I’m really bored of the ‘Die Hard Is A Christmas Movie, Ho Ho Ho’ argument. Not because I think it is, and not because I think it isn’t, but because the heated discussion has itself become a very tedious Christmas tradition.
It’s now so cliché to prove that it is, that there’s hardly anyone left who’s still passionate that it isn’t. I mean it. I’ve not heard anyone in ten years, maybe more, argue that Die Hard is not a Christmas movie. Which means either: (1) all those people are hiding, out of embarrassment, (2) they don’t care enough to argue about it, or (3) they don’t exist in the numbers that the majority who still feel urged to say ‘Die Hard is a Christmas movie’ think they do.

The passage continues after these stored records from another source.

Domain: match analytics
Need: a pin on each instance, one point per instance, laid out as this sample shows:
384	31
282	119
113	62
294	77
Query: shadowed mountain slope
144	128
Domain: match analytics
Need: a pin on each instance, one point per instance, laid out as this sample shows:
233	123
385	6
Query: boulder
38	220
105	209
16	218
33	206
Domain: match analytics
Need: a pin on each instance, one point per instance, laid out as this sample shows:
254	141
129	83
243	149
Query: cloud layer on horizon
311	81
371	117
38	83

My guess is a mix of mostly (2) and (3). Either way though, that is the debate over, isn’t it? The die-hard Die Harders have won by volume and numbers.
And yet still, every year in lists of Christmas Movies and articles about ‘Non-Festive Movies that Somehow Still Make You Feel Festive’, the editors are compelled to include some jokey line about why the original Bruce Willis epic must be considered a Christmas Movie, or you’re not a true believer in Christmas at all.
Don’t you think it might be time to stop going on about it?
There are lots more festive arguments brewing out there at this time of year. The First Day Adventists still get cross at Christmas trees in November, yet will be blasting out Slade and Mariah Carey on December 1st. I’ve blogged before about fake versus real trees, and let’s not get started on deconstructing the John Lewis and Sainsbury’s ads.
What do I think? I think a Christmas Movie is one that you like watching because it makes you feel Christmassy. That’s it. If blowing the roof off the Nakatomi Plaza and crawling through blood to kill off German terrorists is your festive thing, then enjoy! If watching an improbable couple get together just as the snow falls and the children at the orphanage get their presents after all, then season’s greetings to you too! There’s no battle here, nobody taking you hostage until you agree that some violent action movie is actually the epitome of peace on Earth and good will to all men. It’s all very tedious to be stuck in that skyscraper.
Die Hard, by the way, was released in the middle of a summer. Ho Ho Ho.